Kita tidak perlu musuh dari luar, musuh dari dalam kita sendiri yang biasanya bisa meruntuhkan bangsa.
Publik berharap Presiden Jokowi yang tidak punya beban pada masa jabatan keduanya tetap punya komitmen kuat untuk memberantas korupsi dan mencegah kemunculan kembali gejala kolusi dan nepotisme. Publik pun berharap Presiden memiliki komitmen melunasi janji kampanye, sebagaimana tertuang dalam dokumen Nawacita.
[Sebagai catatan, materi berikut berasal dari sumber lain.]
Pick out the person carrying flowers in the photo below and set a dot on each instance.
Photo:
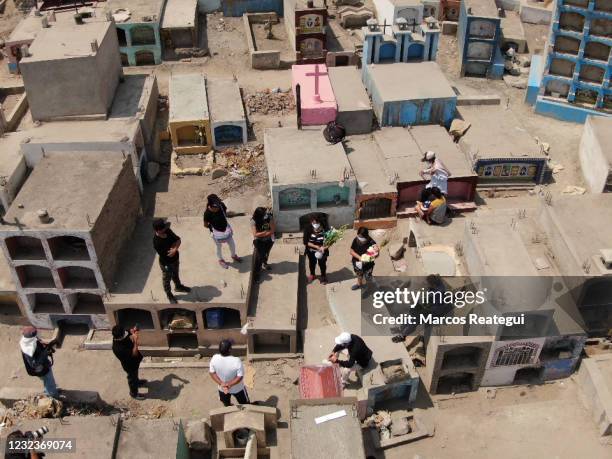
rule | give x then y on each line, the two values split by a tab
363	253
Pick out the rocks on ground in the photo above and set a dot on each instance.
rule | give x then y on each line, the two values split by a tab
270	102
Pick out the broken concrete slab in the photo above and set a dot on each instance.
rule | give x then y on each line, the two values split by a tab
449	27
217	415
152	171
10	395
198	435
396	250
594	379
483	99
218	173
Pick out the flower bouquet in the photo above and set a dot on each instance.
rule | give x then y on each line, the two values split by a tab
333	235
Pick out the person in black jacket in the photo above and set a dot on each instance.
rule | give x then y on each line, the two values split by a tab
215	219
38	360
125	348
359	354
166	244
316	251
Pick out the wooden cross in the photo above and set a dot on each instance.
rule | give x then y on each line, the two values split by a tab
316	74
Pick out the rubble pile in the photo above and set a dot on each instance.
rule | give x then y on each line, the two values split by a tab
241	167
40	406
381	421
281	372
270	102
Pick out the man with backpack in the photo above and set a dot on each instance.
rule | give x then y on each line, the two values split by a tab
38	359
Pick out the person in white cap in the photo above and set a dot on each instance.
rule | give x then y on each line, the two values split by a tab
359	354
438	174
38	359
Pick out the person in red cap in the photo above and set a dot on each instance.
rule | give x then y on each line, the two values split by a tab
38	359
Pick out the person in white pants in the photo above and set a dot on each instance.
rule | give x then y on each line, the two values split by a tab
359	355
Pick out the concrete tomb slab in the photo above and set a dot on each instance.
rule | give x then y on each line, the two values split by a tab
410	94
273	329
502	152
342	435
179	26
354	109
216	307
63	249
376	194
228	121
318	102
298	187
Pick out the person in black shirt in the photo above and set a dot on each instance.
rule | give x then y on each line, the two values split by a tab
166	244
263	227
215	219
359	354
314	237
125	348
359	247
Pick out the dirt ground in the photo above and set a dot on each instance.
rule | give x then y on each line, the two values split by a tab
539	421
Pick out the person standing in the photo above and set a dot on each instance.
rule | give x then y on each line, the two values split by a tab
263	227
215	219
125	348
438	175
358	352
228	372
359	247
166	244
315	249
435	212
38	359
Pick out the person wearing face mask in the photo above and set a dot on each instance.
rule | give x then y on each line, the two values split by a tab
316	251
359	247
215	219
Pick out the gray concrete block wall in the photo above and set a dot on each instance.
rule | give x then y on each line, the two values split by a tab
149	119
79	86
436	351
593	160
596	391
116	222
289	220
56	266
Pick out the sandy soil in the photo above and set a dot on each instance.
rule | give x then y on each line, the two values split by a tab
542	421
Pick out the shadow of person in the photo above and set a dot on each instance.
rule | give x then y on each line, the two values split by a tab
164	389
200	293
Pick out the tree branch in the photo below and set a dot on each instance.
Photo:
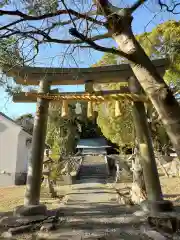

Dalam dokumen itu tertulis antara lain, ”Kami berkomitmen membuat regulasi yang mendukung pemberantasan korupsi, RUU Perampasan Aset, RUU Pembatasan Transaksi Tunai, RUU Kerja Sama Timbal Balik”. Dalam bagian lain juga ditulis, ”Kami akan mendukung KPK yang telah menjadi tumpuan harapan masyarakat untuk tetap independen”.
Pandangan Amos Bronson Alcott, seorang guru dan pendidik, dalam buku KPK Berdiri untuk Negeri (2019) mungkin bisa menjadi bahan pemikiran. Alcott menulis, ”Sebuah pemerintahan yang hanya melindungi kepentingan bisnis, tak lebih dari sekadar cangkang, segera runtuh oleh korupsi itu sendiri.” Kita yakin bangsa ini tidaklah demikian.